Harry leaned forward to look. "If it's Cardassian technology, won't their sensors also be upgraded to detect this dampening field?"
Jack shook his head. "Fortunately, the Cardassian government is still trying to pretend that it has nothing to do with this mercenary little prison operation. They wouldn't risk letting them have this sort of thing. So once we're down there, we should be fine. Besides, the prison administrators, as Kathryn politely calls them, believe themselves to be invulnerable on the far side of the Neutral Zone. They don't think Starfleet's reach extends that far. And as I said, our tricorders would not be affected by the technology even if it were in place at the facility."
"And crossing the Neutral Zone illegally, using a Cardassian cloak?" Harry raised a skeptical eyebrow.
Jack closed his hand back around the devices. "The cloak is only detectable, even with the proper technology, at relatively close range. I have information used by smugglers about the frequency of sensor scans along the border. We should be able to slip through undetected."

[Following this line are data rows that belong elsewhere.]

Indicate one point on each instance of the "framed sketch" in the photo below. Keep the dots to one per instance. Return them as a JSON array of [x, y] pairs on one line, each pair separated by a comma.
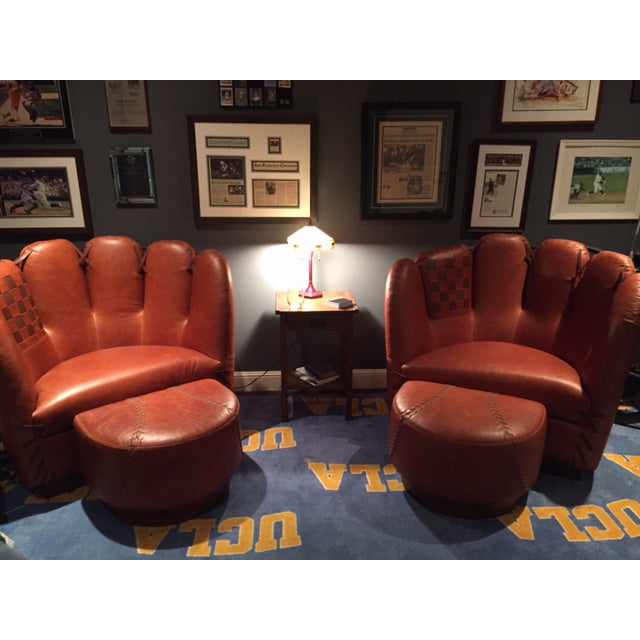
[[407, 160], [550, 102], [500, 187], [132, 170], [597, 180], [34, 111], [44, 193], [128, 106], [236, 176]]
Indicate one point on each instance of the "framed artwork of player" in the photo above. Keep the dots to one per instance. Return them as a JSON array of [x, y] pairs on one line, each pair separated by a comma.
[[540, 102], [34, 111], [44, 193], [597, 180]]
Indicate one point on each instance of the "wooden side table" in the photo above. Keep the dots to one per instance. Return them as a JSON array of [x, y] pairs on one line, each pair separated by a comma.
[[316, 314]]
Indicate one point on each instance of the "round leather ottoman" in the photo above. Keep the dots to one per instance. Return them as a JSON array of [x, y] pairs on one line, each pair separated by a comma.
[[163, 457], [464, 452]]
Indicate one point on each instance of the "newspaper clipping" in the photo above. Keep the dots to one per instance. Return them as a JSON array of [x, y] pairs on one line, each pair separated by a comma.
[[500, 184], [409, 162]]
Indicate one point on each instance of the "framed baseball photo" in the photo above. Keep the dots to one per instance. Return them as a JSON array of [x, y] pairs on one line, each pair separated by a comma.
[[597, 180], [44, 193], [34, 111], [541, 102]]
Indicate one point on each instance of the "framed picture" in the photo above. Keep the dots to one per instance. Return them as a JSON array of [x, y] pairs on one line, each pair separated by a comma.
[[236, 176], [407, 160], [597, 180], [500, 187], [34, 111], [132, 170], [257, 94], [44, 193], [550, 102], [128, 106]]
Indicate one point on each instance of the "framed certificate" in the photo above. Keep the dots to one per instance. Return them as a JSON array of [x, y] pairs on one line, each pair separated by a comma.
[[128, 106], [133, 180]]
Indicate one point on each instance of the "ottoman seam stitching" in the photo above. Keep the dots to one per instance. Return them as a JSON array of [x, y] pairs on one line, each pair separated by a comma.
[[499, 418], [204, 399], [408, 413]]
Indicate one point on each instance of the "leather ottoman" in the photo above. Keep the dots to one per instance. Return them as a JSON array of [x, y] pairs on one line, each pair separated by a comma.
[[465, 452], [163, 457]]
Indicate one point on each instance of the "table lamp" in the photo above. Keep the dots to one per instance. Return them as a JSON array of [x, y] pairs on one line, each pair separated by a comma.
[[310, 239]]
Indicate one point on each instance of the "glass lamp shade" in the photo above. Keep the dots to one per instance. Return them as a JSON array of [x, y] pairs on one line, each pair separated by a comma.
[[310, 239]]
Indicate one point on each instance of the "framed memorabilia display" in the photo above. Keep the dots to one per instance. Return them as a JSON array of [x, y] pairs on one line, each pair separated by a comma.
[[128, 106], [501, 185], [242, 169], [550, 102], [257, 94], [132, 170], [407, 160], [597, 180], [34, 111], [44, 193]]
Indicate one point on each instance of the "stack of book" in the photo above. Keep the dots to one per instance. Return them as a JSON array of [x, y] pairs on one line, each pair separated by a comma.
[[316, 374]]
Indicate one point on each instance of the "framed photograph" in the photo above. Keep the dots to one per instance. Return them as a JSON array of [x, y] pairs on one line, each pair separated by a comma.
[[128, 106], [500, 187], [132, 169], [44, 193], [235, 175], [597, 180], [257, 94], [407, 160], [34, 111], [550, 102]]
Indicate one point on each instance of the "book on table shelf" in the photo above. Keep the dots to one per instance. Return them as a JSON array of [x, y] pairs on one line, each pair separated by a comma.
[[316, 374]]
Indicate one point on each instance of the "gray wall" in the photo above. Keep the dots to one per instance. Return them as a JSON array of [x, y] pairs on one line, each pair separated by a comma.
[[365, 249]]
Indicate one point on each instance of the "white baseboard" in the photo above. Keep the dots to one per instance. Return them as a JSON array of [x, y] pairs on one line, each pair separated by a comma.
[[259, 381]]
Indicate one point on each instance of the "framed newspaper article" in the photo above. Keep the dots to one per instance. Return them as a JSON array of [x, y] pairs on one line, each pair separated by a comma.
[[407, 160], [537, 102], [242, 169], [44, 193], [597, 180], [500, 186]]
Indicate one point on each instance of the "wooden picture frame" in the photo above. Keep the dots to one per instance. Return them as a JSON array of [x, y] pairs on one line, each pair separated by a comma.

Harry sat back with a small frown. "You've got all the answers, Commander," he said in a cynical tone.
"That'll do, Harry," Janeway said, but her tone wasn't harsh. "We are a team and we'll act like one. Understood?"
Harry straightened in his chair. "Yes, Captain." When she looked away, he cast Jack a suspicious glance.
"Other questions?" she asked.
The Doctor cleared his throat. "Captain, can you give me any idea what sort of … condition Commander Chakotay might be in? I'd like to be prepared to offer the most effective treatment."
There were no audible responses to the question, but every eye in the room flew to Janeway. She stood frozen for a long moment, then looked the Doctor in the eye. "In light of the length of his detention, and the parties detaining him, I expect him to need urgent medical care. That's why you're here. I have no other information. You'll just have to do your best, Doctor."
"Understood, Captain," he said, backing up a little in the face of the glare Harry was giving him.
Janeway glanced at Geordi, who stood waiting almost exactly where he'd stood to conduct a marriage ceremony several months earlier.
"We'll be at your departure coordinates in under an hour," he said. "Good luck, all of you."
"Dismissed," Janeway told them as she stood. Harry, B'Elanna, and Jack moved out of the room quickly to complete their preparations. Janeway hung back, standing beside Geordi.
"Is it a suicide mission?" she asked him in a low voice, without turning from her place at the head of the table.
"I don't know," Geordi answered. "But in your place, I'd do exactly the same thing."